The Commission is concerned with the identification of the appropriate types and levels of benefits to compensate workers sustaining industrial injuries and illnesses, with a particular focus on return-to-work. The Commission focused its attention on the impact of the reform legislation on the community, on various aspects of Californias health and safety and workers compensation systems, and on the operations of state agencies charged with carrying out those programs.
Annual Report highlights include recommendations to
Review the workers compensation benefit structure to efficiently decrease uncompensated wage loss for industrially disabled workers in California and increase the number of injured workers returning to sustained work and reduce the systems transaction and friction costs.
Improve the benefit notice program, which is intended to be a key communication tool between the workers compensation claims administrator and the injured worker keeping the worker informed about important changes in the status of his or her claim.
Standardize forms and procedures used in the district offices of the Workers Compensation Appeals Board.
Simplify payment process for workers compensation benefits.
Revise the system of state audits of workers compensation insurers, self-insured employers, and third-party administrators.
A special section of the 1998-99 Annual Report, developed at the request of the Legislature, describes the changes in workers compensation costs and benefits since the 1993 reform legislation.
The Commission has determined that the workers compensation community -- including employees, employers, insurers, evaluators, third-party administrators and benefit providers -- believes that the workers compensation system is still too complex and needs further simplification and modification in certain areas.
The Commission is charged with overseeing the health and safety and workers' compensation systems in California and recommending administrative or legislative modifications to improve their operation.

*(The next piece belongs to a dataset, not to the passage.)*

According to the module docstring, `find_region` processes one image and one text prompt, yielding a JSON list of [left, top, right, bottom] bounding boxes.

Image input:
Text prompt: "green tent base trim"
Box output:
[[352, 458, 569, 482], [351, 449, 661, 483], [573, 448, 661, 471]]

The Commission was established to conduct a continuing examination of the workers' compensation system and of the state's activities to prevent industrial injuries and occupational diseases and to examine those programs in other states.

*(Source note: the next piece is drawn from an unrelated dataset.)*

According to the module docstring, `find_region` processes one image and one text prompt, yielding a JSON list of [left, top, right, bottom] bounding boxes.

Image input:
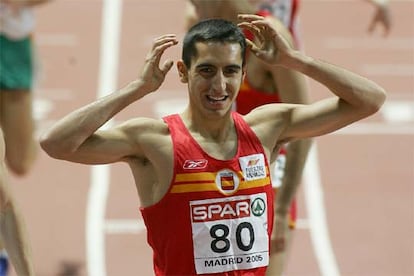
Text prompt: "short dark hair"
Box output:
[[181, 19, 246, 68]]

Since its inception in 1994, the Commission has held meetings, conducted fact-finding hearings, and directed several studies to determine how these crucial programs are serving California employees and employers. These studies, conducted by independent research organizations under contract with the Commission, and other activities were aided by the involvement of state agency personnel and interested members of the workers compensation community. This cooperative public-private partnership continues to work together to identify, describe, measure and propose solutions to problems and difficulties in the current health and safety and workers compensation systems.

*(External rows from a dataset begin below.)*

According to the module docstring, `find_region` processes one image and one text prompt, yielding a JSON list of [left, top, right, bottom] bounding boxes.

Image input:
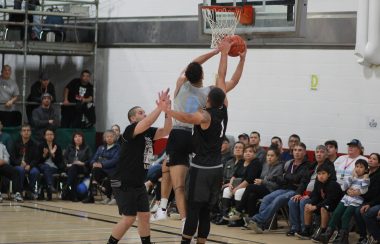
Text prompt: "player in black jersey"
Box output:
[[107, 89, 172, 244], [166, 86, 228, 244]]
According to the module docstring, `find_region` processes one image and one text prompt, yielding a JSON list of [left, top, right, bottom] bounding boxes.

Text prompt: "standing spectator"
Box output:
[[249, 131, 266, 163], [32, 93, 59, 143], [38, 128, 63, 201], [0, 142, 23, 202], [62, 70, 95, 128], [82, 130, 120, 204], [111, 124, 123, 145], [11, 124, 40, 200], [355, 153, 380, 244], [62, 131, 92, 202], [0, 121, 12, 152], [334, 139, 368, 189], [325, 140, 338, 163], [26, 72, 56, 126], [0, 64, 21, 127]]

A copy of the Commission's 1998-99 Annual Report is available at no charge by writing to Christine Baker, Executive Officer, Commission on Health and Safety and Workers' Compensation, 455 Golden Gate Avenue, 10th Floor, San Francisco, California 94102, by calling (415) 703-4220, or by faxing a request to (415) 703-4234.
The annual report and other Commission publications are also available through the Internet at the California Department of Industrial Relations' home page at www.dir.ca.gov. Information about the Commission may be accessed by choosing either Occupational Safety & Health or Workers Compensation.